Likes: Peter did his best by his daughters. Their mother did some pretty awful things, yet he never ran her down in front of them.
The girls’ Grandmother really stepped up as well.
And who would feel for Goody Bennett? She just wanted to do right by her town, and was misunderstood.
Dislikes: Goody’s nemesis, George Harmond–would be Reverend–, really needed to try reading the Bible, before he tried preaching it. He would have found laws against coveting, lying, murder, and even a special message from Jesus about doing good on the Sabbath.

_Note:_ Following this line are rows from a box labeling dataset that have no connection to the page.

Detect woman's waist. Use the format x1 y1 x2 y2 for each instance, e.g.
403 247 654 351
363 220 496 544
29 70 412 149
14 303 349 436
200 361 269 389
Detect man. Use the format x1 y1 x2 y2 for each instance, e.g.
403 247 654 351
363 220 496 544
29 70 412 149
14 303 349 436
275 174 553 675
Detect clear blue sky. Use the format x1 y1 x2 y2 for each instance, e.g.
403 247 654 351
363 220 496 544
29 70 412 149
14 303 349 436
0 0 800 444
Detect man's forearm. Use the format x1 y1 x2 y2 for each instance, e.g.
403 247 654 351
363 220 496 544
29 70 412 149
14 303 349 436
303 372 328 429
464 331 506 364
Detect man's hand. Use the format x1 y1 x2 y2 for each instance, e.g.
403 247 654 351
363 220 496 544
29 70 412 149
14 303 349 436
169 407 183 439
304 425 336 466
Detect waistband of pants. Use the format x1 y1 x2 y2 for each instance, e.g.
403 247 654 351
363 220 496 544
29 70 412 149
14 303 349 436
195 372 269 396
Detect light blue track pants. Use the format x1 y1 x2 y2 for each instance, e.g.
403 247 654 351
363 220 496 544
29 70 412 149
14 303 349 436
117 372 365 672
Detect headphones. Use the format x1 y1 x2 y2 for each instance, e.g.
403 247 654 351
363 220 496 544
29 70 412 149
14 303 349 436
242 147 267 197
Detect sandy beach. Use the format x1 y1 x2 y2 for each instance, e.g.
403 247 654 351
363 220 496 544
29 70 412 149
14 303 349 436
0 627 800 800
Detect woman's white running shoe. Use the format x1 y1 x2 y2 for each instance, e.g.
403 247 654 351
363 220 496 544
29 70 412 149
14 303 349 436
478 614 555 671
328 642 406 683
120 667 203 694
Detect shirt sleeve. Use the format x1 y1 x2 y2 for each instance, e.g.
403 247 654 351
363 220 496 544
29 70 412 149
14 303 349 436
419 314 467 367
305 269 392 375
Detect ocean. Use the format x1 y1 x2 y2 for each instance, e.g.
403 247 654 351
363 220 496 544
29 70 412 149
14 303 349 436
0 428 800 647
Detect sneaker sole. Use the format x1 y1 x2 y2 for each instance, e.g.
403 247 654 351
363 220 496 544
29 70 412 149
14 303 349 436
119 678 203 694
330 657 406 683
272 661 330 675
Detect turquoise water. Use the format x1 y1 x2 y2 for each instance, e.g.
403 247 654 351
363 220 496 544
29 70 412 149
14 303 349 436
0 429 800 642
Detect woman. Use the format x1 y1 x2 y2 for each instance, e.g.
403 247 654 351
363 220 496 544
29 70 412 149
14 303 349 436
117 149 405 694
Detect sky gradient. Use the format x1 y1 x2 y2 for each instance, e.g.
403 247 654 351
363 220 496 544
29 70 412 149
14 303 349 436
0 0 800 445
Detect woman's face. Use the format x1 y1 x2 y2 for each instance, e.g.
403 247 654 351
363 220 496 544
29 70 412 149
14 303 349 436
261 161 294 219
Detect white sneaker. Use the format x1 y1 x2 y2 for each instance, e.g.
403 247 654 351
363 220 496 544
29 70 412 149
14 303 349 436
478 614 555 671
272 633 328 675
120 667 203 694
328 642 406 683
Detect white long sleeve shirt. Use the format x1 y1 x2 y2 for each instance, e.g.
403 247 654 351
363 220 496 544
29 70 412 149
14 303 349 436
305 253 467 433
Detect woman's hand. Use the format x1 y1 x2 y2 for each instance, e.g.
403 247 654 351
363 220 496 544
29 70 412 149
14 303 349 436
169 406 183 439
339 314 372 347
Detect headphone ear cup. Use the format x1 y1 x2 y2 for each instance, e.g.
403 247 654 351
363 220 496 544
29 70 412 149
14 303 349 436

And Arielle was a little too self-centered for my tastes. Sorry darlin’, but your parents’ love-lives do not revolve around your world. Nor can you insist that things stay the same. Life has an annoying habit of throwing change at us, and it’s not even the kind that can easily be spent.
Favorite Character: Peter Harmond.
Favorite Quote: “It was your own free will. The curse found you.” Goody Bennett.
Favorite Scene: The best part of the book was when Arielle had her conversation with Goody. That was perfect.
Conclusion: This was a good story. One that points out the results of your actions. Plus, I liked Goody’s definition of Hell.